A boy studies under the light of kerosene lamp at a house in Killakku Theru of Vadpatti Taluk in Madurai | k k sundar
A boy studies under the light of kerosene lamp at a house in Killakku Theru of Vadpatti Taluk in Madurai | k k sundar

This Madurai village is still living with kerosene lamps

Around 30 families in a Madurai village have no power connection

MADURAI: Despite all the chest-thumping over rural electrification, Killakku Theru at Nagari under the Vadpatti Taluk in the district cuts a rather sorry picture. Students straining their eyes under the streetlight, women attuning their schedule to the sun and the constant threat of vermin during the night have become a part of the daily life here. The reason: the village has had no electricity connection for close to half a century.

Home to around 30 families, Killakku Theru comes across as a slum, where sewage water stagnation and mosquito menace pose both hygienic and health hazards. A nonagenarian resident from the slum told TNIE that some families have been residing in the locality for over 150 years. 

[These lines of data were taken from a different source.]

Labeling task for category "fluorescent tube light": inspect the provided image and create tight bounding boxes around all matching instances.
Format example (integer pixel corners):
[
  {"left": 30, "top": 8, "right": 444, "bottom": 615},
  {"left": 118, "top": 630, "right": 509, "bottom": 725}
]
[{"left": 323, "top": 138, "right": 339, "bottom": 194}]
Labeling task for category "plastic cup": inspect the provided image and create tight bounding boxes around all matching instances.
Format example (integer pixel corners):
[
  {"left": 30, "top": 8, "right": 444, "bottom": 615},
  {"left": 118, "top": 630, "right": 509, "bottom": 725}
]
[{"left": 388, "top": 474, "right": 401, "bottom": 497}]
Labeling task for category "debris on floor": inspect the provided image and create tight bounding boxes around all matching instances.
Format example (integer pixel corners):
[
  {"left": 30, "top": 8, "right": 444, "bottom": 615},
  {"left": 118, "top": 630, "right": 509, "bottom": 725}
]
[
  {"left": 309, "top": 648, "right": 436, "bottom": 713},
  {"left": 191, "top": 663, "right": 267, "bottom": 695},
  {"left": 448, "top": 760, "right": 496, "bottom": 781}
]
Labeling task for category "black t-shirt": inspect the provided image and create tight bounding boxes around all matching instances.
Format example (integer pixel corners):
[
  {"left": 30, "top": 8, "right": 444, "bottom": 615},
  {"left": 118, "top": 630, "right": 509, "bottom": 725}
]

“We all are from the SC (Pallar) community; our ancestors worked for the landlords here. The landlords gave land to our ancestors, who established the tenement. Not much has changed and people still work as daily wage earners on agricultural fields. However, poor rains robbed many of that avenue and they found poor jobs at nearby factories. The issue is that the land patta are in the name of landlords. While a few landlords gave land to the people free of cost, other sold it to us. However, a majority of us do not have the patta,” says the nonagenarian Vellaiyan. 

The situation was not always grim here. In 1972, when MGR was the chief minister, officials brought electricity to the village under the Othapalppu Scheme. However, soon after the split in the DMK, the connection was severed as the villagers did not have patta. 

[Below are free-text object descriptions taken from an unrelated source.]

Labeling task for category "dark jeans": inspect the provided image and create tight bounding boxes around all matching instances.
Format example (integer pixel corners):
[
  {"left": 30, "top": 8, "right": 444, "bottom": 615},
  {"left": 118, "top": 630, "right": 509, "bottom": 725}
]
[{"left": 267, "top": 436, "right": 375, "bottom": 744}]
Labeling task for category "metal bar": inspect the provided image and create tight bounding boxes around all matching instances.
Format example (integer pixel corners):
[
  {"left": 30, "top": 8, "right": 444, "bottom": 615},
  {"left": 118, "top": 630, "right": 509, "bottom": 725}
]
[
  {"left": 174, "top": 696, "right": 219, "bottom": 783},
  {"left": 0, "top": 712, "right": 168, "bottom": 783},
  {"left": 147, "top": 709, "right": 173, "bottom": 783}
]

Two fortunate families to have recently received the power connection in the locality – Nagu’s and Sundari’s – told TNIE that almost all the families in the settlement received the free home appliances given by the political parties.

“However, for a long time these appliances were gathering dust as their was no electricity to run these. So far, the villagers have submitted over 10 petitions and even have shot off a letter to the chief minister’s cell, but to no avail.” A Rural Public Relations Officer of the Tamil Nadu Electricity Board told TNIE that the villagers’ petition has been forwarded to the Assistant Engineer concerned.